If you continue to drive with either the parking brakes set or the engine in gear, then bad things can quickly happen. At the minimum, you may find that your brakes are all worn out when you arrive at your destination requiring a brake job.

Or if you left your transmission in gear, you may very well over-rev the engine, destroying it from the inside out. That can be very expensive to replace.

Or even worse, if you drag your tires down a paved road, the tires may catch on fire and the fire will probably be too hot to disconnect your car from your bus by the time you notice it, sending your bus up in flames too before the fire department can arrive.

You can potentially mitigate this risk if you have a TPMS (Tire Pressure Monitor System). A good TPMS will sound an audible alarm and provide a visual indicator when a tire overheats, hopefully before it bursts into flames, and if you pull over immediately, you may be able to catch it in time.

If you do not have a TPMS, you may get lucky and see smoke billowing out from behind you or a passing motorist may flag you down, and if caught early enough, you may be able to get close enough to your tow bar and unhook your toad and drive your bus out of harm’s way.
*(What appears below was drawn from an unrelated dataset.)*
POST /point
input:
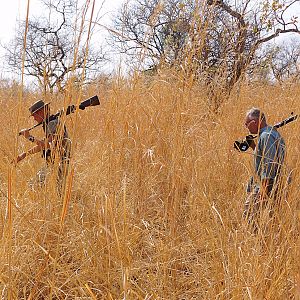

Warning, if you use padlocks to connect your tow bar hitch pins to prevent them from being stolen, then you will probably never be able to disconnect it in time in case of emergency, so I do not recommend you do this. It is better to use regular hitch pins and check to see if they are still there every time you stop for a break.

If you carry a big fire extinguisher, bigger than most people would carry in a bus, then maybe you will get lucky and be able to extinguish a tire fire if you catch it early enough and if know what you are doing. See Buses Really Burn for more information about burning buses and Fire Extinguisher 101 on our Blog for more information about the best fire extinguisher to buy to carry in your bus.

I hope if you have a toad, you either have a pre-flight checklist or will create one the next time you hitch up your toad and use it every time you leave on a trip so nothing is missed. This may save you thousands of dollars in repairs or fire damage as this happens more often than you may imagine.

Article written by Gary Hatt

Since July 2012, Gary Hatt has been the Publisher of Bus Conversion Magazine. Gary does most of his own work on his bus with the help of mechanic friends. He has owned tents, truck campers, travel trailers, and stick-n-staple motor-homes until he bought his first bus in 1997 which was a 1972 MCI MC-7 Combo. When he had a chance to buy a 1983 MCI MC-9 Log Cabin bus with larger windows he jumped at the chance. On Thanksgiving of 2014, Gary bought a 1967 Model 08 Eagle and has since been living and traveling full time in that.